The information from the previous post can be found at:

http://www.beneteauusa.com/wps/wcm/.../USA_PUBLIC_CATALOGUE_PRODUCT_Prev_Oceanis281


----------



## welshwind (Feb 27, 2005)

*1992 Beneteau First 265*











 
 
 The First 265 was created by naval architect Jean Marie Finot and has established a new benchmark in the sailboat industry. Design criteria included performance, interior volume and ease of handling.

Builder: Beneteau Designer: Groupe Finot 
Dimensions
LOA: 26'5 LWL: 24'2 Beam: 9'5 
Displacement: 4,800 lbs Draft: 4'2 Ballast: 1,450 lbs 
Engines
Engine(s): Volvo Penta Engine(s) HP: 12 Engine Model: 2001R 
Hours 235
Fuel: 8.25 gallons Water: 16.25 gallons Holding: Yes

Accommodations
Standard 1992 Beneteau First 265 interior (see attached drawing) 
Green cushions 
Dinette table 
(6) Opening ports 
Opening hatch 
Interior is ducted with air conditioning, including the head 
Interior woodwork is in excellent condition 
Marine head with shower

Galley
Single sink 
Icebox 
No stove 
Storage

Electronics
Speed 
Depth 
Tiller pilot 
Stereo with cockpit speakers

Electrical
12v system 
110v system 
Battery charger 
30amp shore power cord 
Batteries

Sails & Rigging
Main Dacron Sobstad 
Genoa Dacron Sobstad with green uv cover 
155% Genoa Sobstad in very good condition 
Cruising Spinnaker w/ATN Snuffer in very good condition 
Harken roller furling 
Windex 
Lazy Jacks 
Lewmar #16 self tailing winches 
(6) Line clutches 
Mainsheet traveler 
Manual vang 
Manual backstay 
Controls lines led aft to the cockpit

Deck & Hull
Hull color is white 
Deck color is white 
Canvas: is green and in good condition 
Bimini, tiller, comp hatch and genoa uv cover 
Cockpit locker 
Swim platform 
Swim ladder 
Exterior wood is varnished & in very good condition 
Double lifelines with bow & stern pulpits 
Deck stepped single spreader mast 
Anchor locker 
The bottom was painted in 5/2005 and several blisters were repaired.

Mechanical
Mermaid air conditioning with condensation valve (keeps water out of the bilge) 
Inboard diesel 
Manual bilge pump 
Tiller steering 
Manual head with both direct overboard & discharge


----------



## JohnRPollard (Mar 26, 2007)

Welshwind,

It's curious, but the profile drawing of the 281 in your post #12 does not look anything like any 281 I've ever seen.

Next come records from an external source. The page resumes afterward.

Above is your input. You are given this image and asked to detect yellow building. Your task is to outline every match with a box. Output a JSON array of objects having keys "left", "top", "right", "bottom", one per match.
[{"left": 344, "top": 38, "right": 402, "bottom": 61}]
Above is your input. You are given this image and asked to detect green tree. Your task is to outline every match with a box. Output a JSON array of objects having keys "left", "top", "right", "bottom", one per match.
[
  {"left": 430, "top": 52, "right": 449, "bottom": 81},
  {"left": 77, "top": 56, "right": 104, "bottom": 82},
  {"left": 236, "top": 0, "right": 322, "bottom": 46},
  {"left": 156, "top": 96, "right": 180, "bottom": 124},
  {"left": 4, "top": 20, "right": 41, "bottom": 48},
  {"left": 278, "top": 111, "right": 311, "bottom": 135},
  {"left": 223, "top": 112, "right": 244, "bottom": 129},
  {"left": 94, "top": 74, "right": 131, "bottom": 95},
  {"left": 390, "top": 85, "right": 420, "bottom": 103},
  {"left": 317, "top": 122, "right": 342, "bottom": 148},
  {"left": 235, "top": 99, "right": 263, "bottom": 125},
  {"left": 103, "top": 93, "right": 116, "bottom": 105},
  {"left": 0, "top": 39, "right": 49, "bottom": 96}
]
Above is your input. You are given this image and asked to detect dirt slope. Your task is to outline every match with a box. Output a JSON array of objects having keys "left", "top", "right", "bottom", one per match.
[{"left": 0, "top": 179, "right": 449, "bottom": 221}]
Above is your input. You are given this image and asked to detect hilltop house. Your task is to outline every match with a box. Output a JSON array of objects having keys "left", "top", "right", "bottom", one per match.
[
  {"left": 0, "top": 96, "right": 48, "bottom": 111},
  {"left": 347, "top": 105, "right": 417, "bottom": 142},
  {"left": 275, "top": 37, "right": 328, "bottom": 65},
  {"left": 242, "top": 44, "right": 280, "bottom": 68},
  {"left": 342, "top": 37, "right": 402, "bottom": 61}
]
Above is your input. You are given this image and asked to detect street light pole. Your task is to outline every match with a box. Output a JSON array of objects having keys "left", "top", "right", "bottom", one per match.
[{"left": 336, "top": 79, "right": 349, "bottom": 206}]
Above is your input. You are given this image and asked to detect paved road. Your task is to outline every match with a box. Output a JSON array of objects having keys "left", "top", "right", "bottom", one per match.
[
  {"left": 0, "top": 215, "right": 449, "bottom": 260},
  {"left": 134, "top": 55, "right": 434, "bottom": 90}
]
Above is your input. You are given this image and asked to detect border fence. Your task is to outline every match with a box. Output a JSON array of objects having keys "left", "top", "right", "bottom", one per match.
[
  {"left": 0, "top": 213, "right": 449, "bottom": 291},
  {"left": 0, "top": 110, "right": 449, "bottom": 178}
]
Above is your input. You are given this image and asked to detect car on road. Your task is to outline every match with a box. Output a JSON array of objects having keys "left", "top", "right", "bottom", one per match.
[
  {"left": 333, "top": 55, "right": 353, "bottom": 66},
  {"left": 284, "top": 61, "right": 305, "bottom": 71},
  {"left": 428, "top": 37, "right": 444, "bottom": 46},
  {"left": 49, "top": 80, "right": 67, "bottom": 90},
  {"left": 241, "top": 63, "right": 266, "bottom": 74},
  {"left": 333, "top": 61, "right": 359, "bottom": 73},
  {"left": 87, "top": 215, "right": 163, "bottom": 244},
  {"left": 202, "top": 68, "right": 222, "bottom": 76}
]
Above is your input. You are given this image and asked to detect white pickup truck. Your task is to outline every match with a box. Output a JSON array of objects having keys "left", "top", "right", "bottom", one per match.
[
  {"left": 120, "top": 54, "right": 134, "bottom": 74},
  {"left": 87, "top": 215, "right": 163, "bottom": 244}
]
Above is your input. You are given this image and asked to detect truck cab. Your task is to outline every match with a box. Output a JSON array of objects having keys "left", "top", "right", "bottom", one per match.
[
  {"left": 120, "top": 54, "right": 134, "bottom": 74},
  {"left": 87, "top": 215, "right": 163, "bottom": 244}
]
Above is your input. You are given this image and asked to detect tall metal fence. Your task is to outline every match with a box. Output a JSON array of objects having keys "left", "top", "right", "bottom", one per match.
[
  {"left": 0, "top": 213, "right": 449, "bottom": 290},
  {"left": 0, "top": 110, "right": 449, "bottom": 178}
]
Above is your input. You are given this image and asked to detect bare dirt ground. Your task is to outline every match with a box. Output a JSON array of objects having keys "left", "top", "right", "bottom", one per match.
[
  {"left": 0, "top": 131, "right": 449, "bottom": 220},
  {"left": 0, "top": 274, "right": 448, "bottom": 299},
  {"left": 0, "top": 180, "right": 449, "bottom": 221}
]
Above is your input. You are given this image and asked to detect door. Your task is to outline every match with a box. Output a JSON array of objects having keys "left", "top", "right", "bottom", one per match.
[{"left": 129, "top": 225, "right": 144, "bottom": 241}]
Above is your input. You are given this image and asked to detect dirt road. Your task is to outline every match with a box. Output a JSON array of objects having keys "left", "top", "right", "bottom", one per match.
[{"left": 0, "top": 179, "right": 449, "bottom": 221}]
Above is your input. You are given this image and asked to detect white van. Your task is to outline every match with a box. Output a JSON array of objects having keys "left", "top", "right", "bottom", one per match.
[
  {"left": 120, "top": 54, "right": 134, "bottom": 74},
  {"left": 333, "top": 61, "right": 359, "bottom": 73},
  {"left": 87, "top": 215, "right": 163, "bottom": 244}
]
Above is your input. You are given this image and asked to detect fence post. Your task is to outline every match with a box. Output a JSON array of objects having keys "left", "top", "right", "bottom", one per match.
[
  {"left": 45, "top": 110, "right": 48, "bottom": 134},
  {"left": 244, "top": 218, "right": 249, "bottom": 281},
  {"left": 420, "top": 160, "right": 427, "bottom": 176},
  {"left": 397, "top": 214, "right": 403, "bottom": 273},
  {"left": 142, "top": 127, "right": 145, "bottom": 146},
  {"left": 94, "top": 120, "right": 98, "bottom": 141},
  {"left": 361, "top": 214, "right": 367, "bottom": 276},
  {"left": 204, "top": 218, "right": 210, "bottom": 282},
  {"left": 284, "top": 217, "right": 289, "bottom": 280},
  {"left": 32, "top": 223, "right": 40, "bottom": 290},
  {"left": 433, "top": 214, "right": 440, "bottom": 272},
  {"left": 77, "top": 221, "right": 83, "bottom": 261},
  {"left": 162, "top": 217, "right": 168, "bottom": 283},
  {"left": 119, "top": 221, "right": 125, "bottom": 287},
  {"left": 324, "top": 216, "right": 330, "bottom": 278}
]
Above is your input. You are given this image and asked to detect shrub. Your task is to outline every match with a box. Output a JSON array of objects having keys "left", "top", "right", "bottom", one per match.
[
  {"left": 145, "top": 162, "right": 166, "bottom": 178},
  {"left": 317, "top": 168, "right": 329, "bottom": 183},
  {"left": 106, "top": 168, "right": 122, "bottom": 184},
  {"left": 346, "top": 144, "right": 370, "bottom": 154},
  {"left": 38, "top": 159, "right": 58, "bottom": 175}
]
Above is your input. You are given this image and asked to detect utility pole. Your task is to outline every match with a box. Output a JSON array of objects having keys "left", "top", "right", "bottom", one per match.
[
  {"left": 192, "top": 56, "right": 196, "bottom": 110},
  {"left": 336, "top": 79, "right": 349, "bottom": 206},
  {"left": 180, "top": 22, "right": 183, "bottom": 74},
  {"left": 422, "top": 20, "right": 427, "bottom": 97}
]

I think your source may have mixed up some of their drawings!

P.S. Wow, I now see your source is Beneteau, but I still think there's a mix-up.


----------



## Perithead (Nov 16, 2007)

I think a big question would be: Are the hull shapes the same? I really am wondering if the interior volume is the same......

If it is, I could cahnge a few things to make the boat more of a cruiser if I chose to get a 265.

Thanks again.


----------



## blt2ski (May 5, 2005)

"IF" you want a cruiser, get the oceanus series. If you want a racer that can cruise, then look at the boats in the first series. To my knowledge, a first and an oceanus of the same size, are NOT the same hull. 

If you were to look at Jeanneaus on the other hand, the Sun Odysseus and Sun Fast share the same hull and deck, but the SO models have a shorter mast, shallower keels, smaller winches, usually 3 vs 4 even 6 on some of the larger SF versions. SF's are the race version, the SO's are for the cruisers. Also many of the SF's have lead vs iron in the keel. 

For me, I personally would not look at an Oceanus Bene. A first series, in a half a heart beat! or less.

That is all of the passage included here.